5. New dataset for the Tox21 source. The current input file is pulled by PIS. The new file containing the new fields that were missing in the data for the last iter is located in this bucket: `otar001-core/ExperimentalToxicity/ToxCast_data-2020-05-21.tsv`. Note that this file at the moment only collects Tox21 data, we will be review the other experimental toxicity data source (eTOX) in a similar way.
6. We are losing associations that were present in the production index for Bowes et al. (2012) (23), HeCaToS (25) and Urban et al. (2012) (25).
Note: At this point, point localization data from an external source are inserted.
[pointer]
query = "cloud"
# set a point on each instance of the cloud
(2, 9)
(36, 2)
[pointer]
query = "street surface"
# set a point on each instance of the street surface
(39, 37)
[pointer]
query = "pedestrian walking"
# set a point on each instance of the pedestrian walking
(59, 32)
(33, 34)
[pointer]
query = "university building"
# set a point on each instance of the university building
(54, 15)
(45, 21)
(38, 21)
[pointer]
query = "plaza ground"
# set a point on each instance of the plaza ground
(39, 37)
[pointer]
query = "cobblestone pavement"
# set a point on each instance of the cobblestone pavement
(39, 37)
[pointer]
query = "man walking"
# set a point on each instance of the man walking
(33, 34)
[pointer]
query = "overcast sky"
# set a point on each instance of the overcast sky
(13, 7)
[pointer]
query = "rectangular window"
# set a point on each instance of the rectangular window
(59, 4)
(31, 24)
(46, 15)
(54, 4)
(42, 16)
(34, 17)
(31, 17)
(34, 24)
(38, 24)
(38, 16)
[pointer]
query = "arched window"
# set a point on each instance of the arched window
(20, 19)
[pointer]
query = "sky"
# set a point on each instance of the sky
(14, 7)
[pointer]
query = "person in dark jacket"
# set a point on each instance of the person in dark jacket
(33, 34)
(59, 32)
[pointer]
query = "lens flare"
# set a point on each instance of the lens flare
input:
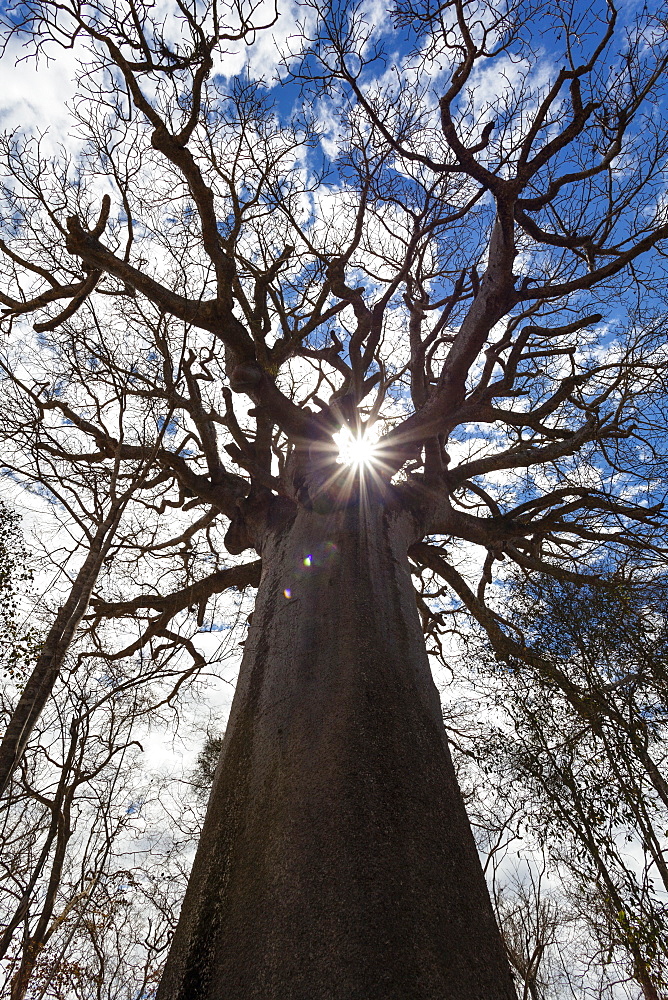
(355, 450)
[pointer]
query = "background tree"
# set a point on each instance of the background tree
(577, 752)
(471, 279)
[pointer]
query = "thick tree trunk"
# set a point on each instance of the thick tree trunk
(336, 860)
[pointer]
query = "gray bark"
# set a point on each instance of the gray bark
(336, 860)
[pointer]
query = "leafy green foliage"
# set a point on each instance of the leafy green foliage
(18, 639)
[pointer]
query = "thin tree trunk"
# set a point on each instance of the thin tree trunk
(50, 660)
(336, 860)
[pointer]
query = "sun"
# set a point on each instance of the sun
(355, 450)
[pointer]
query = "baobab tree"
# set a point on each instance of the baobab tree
(442, 248)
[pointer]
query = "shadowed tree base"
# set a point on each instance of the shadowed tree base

This is probably related to the issue mentioned above. Some examples: 

Bowes et al. (2012)

(v6 .filter(col("id") == "ENSG00000181072") .filter(col("evidence.datasource") == "Bowes et al. (2012)") .select("evidence") .show(100,truncate=False)) --> None

Urban et al. (2012)

(v6 .filter(col("id") == "ENSG00000180210") .filter(col("evidence.datasource") == "Urban et al. (2012)") .select("evidence") .show(100,truncate=False)) --> None

Hecatos

(v6 .filter(col("id") == "ENSG00000006638") .filter(col("evidence.datasource") == "HeCaToS") .select("evidence") .show(100,truncate=False)) --> None



Please share any comments, doubts, etc.
ireneisdoomed commented 3 years ago

Another point, in Lynch et al. (2017) "Developmental Toxicity" is described as an additional case in terms of dosage besides acute and chronic.

Although developmental toxicity assays can occur over a range of doses, this is a particular scenario of this data source, so we won't do any distinction and reflect these cases in the dosing field.

Therefore, effects.dosing will collect 3 different possibilities: "chronic", "acute", and "Developmental toxicity".